The control principle of photovoltaic controller

The control principle of the photovoltaic controller is usually expressed in the form of the charge and discharge protection mode of the controller. The photovoltaic controller must have the following charge and discharge protection modes:

The control principle of photovoltaic controller
Photovoltaic Controllers

(1) Direct charge protection point voltage
Direct charging is also called rapid charging, which belongs to fast charging. Generally, the battery is charged with high current and relatively high voltage when the battery voltage is low. However, the charging has a control point, also called a protection point. When charging, when the battery terminal voltage is higher than the protection value, the direct charging should be stopped. The voltage of the direct charge protection point is generally the “overcharge protection point” voltage, and the battery terminal voltage cannot be higher than this protection point voltage during charging, otherwise it will cause overcharging and damage the battery.
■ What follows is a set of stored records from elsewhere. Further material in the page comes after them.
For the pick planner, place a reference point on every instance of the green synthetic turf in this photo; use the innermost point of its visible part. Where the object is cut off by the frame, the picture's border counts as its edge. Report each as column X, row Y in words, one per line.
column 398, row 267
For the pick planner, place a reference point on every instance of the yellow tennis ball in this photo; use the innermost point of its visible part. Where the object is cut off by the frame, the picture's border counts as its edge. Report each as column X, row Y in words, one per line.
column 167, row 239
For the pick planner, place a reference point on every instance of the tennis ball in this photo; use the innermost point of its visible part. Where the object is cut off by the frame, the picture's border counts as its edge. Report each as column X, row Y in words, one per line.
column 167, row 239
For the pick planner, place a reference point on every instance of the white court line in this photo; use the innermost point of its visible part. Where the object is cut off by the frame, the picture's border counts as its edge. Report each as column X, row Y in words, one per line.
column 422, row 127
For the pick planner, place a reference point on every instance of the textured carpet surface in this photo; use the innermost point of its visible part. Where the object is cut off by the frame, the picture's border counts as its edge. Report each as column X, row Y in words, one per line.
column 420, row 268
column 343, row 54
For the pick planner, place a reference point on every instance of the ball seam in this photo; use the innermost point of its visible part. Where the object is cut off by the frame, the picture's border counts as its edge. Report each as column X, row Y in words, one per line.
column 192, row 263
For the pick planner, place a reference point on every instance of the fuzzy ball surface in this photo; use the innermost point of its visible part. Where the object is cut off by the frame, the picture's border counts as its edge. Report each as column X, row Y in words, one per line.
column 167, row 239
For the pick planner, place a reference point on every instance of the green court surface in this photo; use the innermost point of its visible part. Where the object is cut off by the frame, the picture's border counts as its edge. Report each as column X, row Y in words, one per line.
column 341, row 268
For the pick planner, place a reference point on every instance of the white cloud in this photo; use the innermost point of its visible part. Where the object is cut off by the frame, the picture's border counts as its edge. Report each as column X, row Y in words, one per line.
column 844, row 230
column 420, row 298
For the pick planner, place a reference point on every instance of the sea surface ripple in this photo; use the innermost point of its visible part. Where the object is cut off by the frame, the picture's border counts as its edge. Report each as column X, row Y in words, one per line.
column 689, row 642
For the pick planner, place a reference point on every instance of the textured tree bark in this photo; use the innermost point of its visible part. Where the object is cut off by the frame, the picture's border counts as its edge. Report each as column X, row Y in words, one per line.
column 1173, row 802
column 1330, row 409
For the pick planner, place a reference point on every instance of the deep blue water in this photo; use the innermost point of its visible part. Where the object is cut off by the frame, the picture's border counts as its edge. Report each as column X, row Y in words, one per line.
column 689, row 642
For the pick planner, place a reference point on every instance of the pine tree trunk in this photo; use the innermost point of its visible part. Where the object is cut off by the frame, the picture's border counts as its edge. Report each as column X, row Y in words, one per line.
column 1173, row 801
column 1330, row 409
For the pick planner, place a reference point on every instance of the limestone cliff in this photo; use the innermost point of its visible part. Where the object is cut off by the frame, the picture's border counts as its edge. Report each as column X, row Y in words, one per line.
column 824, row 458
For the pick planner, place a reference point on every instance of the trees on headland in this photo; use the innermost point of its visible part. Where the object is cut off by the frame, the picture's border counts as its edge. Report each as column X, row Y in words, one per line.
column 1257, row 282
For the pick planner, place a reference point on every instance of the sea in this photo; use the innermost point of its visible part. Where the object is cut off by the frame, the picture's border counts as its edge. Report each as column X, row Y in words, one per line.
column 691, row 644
(2) Voltage of equalization control point
After the direct charge is over, the battery will generally be allowed to stand still for a period of time by the charge and discharge controller to allow its voltage to drop naturally. When it drops to the “recovery voltage” value, it will enter an equal charge state. Why design equalization? That is, after the direct charge is completed, there may be individual batteries “lag behind” (the terminal voltage is relatively low). In order to pull these individual molecules back and make all the battery terminal voltages uniform, it is necessary to match the high voltage with a moderate When the current is recharged for a short while, it can be seen that the so-called “equal charge”, that is, “equal charge”. The equalization time should not be too long, generally a few minutes to ten minutes, setting the time too long is harmful. For a small system equipped with one or two batteries, equal charging is of little significance. Therefore, street light controllers generally do not have equal charging, and only have two stages.

(3) Floating charge control point voltage
Generally, after the equalization is completed, the battery is also left to stand for a period of time, so that its terminal voltage naturally drops. When it drops to the “maintenance voltage” point, it enters the floating charge state. Currently, the PWM method is adopted, which is similar to “trickle charging”. “(I.e. low-current charging), when the battery voltage is low, charge a little, and when the battery voltage is low, charge a little, one by one, so as to prevent the battery temperature from rising continuously. This is very good for the battery, because The internal temperature of the battery has a great influence on charging and discharging. In fact, the PWM method is mainly designed to stabilize the battery terminal voltage and reduce the battery charging current by adjusting the pulse width. This is a very scientific charging management system. Specifically, in the later stage of charging, when the remaining capacity (SOC) of the battery is greater than 80%, the charging current must be reduced to prevent excessive outgassing (oxygen, hydrogen and acid gas) due to overcharging.

(4) Over-discharge protection point voltage
The discharge voltage of the battery cannot be lower than this value. This is the national standard. Although each battery manufacturer has its own protection parameters (enterprise standard or industry standard), it must eventually rely on the national standard. It should be noted that for safety reasons, the over-discharge protection point voltage of the 12V battery is generally added to 0.3V as temperature compensation or the zero-point drift correction of the control circuit, so that the over-discharge protection point voltage of the 12V battery is 11.10V, that is 24V The over-discharge protection point voltage of the system is 22.20V. At present, many manufacturers of charge and discharge controllers adopt the 22.2V (24V system) standard.